The main script to run for evaluation is evaluate.py
.
The three tasks used in this implementation are
- Word similarity (dataset: WordSim353[1]; method: cosine similarity; evaluation metric: Spearman's rho)
- Analogy solving (dataset: BATS[2]; method: vector offset (3CosAdd); evaluation metric: accuracy)
- Paraphrase detection (dataset: MSR Paraphrase Corpus[3] via this repo; method: logistic regression over cosine similarity; evaluation metric: accuracy)
See in-code documentation for more detailed instructions on how to run.
Solution code is located in solution.py
.
The solution uses gensim
to train word2vec models and implements SVD using scipy
's solver. It collects co-occurrences and computes the PPMI matrix first, saves it, then loads the saved matrix for subsequent runs of SVD.
[1] Placing search in context: The concept revisited.

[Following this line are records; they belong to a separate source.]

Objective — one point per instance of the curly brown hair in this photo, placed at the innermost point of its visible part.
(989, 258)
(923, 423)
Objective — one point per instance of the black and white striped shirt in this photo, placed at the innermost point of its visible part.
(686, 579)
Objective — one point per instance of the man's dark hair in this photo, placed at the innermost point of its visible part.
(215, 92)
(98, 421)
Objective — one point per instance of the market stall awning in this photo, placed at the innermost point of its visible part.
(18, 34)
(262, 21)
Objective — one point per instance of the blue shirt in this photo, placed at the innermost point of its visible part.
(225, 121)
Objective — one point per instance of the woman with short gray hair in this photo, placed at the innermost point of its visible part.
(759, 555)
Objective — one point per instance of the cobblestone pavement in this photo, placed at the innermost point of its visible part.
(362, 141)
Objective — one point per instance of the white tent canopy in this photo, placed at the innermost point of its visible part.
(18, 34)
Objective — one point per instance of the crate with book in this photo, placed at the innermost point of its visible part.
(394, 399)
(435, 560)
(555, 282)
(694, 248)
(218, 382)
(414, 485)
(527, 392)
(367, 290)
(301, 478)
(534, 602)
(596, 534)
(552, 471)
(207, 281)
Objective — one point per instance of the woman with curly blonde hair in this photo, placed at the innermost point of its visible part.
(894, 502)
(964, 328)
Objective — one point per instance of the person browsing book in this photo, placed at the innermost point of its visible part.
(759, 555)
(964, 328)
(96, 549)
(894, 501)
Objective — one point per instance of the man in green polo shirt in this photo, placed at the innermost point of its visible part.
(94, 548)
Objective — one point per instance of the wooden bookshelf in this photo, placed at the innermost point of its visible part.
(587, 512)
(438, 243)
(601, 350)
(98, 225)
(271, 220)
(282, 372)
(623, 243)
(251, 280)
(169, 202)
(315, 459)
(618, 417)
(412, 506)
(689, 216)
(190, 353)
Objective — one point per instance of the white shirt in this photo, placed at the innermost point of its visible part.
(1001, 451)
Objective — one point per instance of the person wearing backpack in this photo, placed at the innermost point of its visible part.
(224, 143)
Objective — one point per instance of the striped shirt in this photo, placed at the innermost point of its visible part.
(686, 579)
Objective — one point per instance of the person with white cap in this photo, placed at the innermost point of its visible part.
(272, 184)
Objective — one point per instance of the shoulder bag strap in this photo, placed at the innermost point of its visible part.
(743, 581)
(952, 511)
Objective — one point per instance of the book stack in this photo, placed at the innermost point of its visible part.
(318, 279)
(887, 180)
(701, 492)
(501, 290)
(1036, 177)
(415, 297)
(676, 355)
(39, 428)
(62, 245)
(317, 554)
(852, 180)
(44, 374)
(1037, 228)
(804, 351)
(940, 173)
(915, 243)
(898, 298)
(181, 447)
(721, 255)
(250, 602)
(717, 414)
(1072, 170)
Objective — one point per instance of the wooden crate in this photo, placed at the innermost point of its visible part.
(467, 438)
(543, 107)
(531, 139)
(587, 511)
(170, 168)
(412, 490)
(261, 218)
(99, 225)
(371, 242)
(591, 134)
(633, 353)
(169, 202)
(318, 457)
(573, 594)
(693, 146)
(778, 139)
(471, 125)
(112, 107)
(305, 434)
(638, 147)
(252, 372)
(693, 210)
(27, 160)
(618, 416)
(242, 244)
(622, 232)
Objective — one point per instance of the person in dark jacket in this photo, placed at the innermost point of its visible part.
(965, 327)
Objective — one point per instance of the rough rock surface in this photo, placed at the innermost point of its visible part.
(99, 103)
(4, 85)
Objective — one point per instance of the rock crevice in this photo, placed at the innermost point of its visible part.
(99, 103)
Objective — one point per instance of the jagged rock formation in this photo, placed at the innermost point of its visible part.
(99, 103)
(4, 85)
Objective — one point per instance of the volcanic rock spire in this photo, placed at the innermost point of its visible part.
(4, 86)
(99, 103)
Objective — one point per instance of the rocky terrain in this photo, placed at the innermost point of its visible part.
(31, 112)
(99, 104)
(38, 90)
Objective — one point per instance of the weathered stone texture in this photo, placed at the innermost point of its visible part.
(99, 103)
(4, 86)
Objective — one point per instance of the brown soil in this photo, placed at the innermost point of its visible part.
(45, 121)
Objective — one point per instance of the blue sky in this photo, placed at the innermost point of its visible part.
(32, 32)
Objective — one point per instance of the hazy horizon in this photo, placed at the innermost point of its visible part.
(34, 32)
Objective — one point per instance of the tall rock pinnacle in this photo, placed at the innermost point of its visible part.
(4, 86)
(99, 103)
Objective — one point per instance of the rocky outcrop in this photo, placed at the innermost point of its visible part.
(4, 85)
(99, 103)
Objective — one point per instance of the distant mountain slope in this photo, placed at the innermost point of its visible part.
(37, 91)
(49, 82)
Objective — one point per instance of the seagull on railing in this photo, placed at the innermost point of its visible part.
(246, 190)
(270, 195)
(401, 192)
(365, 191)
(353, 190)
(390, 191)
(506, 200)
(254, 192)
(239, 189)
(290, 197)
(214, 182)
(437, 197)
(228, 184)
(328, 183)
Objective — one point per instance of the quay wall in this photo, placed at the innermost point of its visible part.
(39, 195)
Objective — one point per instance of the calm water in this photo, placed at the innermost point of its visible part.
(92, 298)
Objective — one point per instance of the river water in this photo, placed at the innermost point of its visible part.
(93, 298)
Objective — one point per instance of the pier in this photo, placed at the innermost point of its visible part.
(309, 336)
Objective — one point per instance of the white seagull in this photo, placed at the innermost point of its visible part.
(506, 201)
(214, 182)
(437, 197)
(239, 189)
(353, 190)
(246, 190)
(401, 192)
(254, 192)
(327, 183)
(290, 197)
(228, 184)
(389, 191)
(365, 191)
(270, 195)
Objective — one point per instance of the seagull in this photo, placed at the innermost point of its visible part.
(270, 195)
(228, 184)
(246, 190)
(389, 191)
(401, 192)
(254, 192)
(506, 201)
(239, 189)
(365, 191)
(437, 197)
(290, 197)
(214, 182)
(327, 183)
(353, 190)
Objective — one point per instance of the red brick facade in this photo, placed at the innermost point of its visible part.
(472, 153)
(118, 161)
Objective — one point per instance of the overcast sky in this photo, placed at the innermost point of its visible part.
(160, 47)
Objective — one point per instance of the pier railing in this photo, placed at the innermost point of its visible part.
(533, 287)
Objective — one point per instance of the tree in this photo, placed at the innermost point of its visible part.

Lev Finkelstein, Evgeniy Gabrilovich, Yossi Matias, Ehud Rivlin, Zach Solan, Gadi Wolfman, and Eytan Ruppin. ACM Transactions on information systems, Vol. 20, No. 1, pp. 116-131. January 2002.
[2] Analogy-based detection of morphological and semantic relations with word embeddings: what works and what doesn't. In Proceedings of the NAACL Student Research Workshop, pages 8–15. June 2016.
[3] Unsupervised construction of large paraphrase corpora: Exploiting massively parallel news sources. COLING 2004. August 2004.